Indeed, in a famous scene, raging against a storm, McKellen's Lear even strips naked. At the play's conclusion, when he cradles his dead daughter Cordelia, Lear has lost everything.
"I do defy you not to be moved at the sight of the carnage at the end," McKellen says. "A man realizing that his dead daughter will never come again: 'Never. Never. Never. Never. Never.' These are about mighty, mighty parts of human life and human nature."
Both King Lear and the Chekov play — a very different kind of drama indeed — opened on the same day in June at the Royal Shakespeare Company's home theater. In the Chekhov, McKellen plays the smallish role of Sorin, brother to a famous actress. He says part of The Seagull's appeal is that it's about the theater.
"There's a play within the play ... and there are two professional actresses onstage, there are two professional playwrights, there's the failed actor here, and there's the fan who never stops telling boring stories about plays he's seen," McKellen explains. "For anyone who loves the theater, The Seagull is the play that reveals all our frailties and all our longings."
Wolf, the International Herald Tribune critic, says seeing both plays in one day was a unique opportunity to observe McKellen's virtuosity up close.

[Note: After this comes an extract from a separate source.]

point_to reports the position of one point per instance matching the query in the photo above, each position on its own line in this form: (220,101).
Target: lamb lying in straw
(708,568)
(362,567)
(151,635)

"What is fascinating is to see somebody like McKellen switch gears, shift degrees of intensity ... change tone and focus," he says. Playing both roles in repertory requires "going from a majestic, titanic Shakespeare tragedy to a mournful Chekhov play, but a Chekhov play that is, essentially, much more intimate. I mean, The Seagull is not a play that has the seismic jolts that King Lear possesses."
Frances Barber plays both the fluttery actress Arkadina in The Seagull and the ungrateful daughter Goneril in King Lear. As dissimilar as the two plays are on the surface, she says, they work well together — intellectually and emotionally.
"They complement each other," Barber says, in that they have to do with "families ... and despair and unfulfilled desires, longings and, yes, spiking your heart in the end. So, I think it's a wonderful idea to watch one in the afternoon and one in the evening — bring some sandwiches!"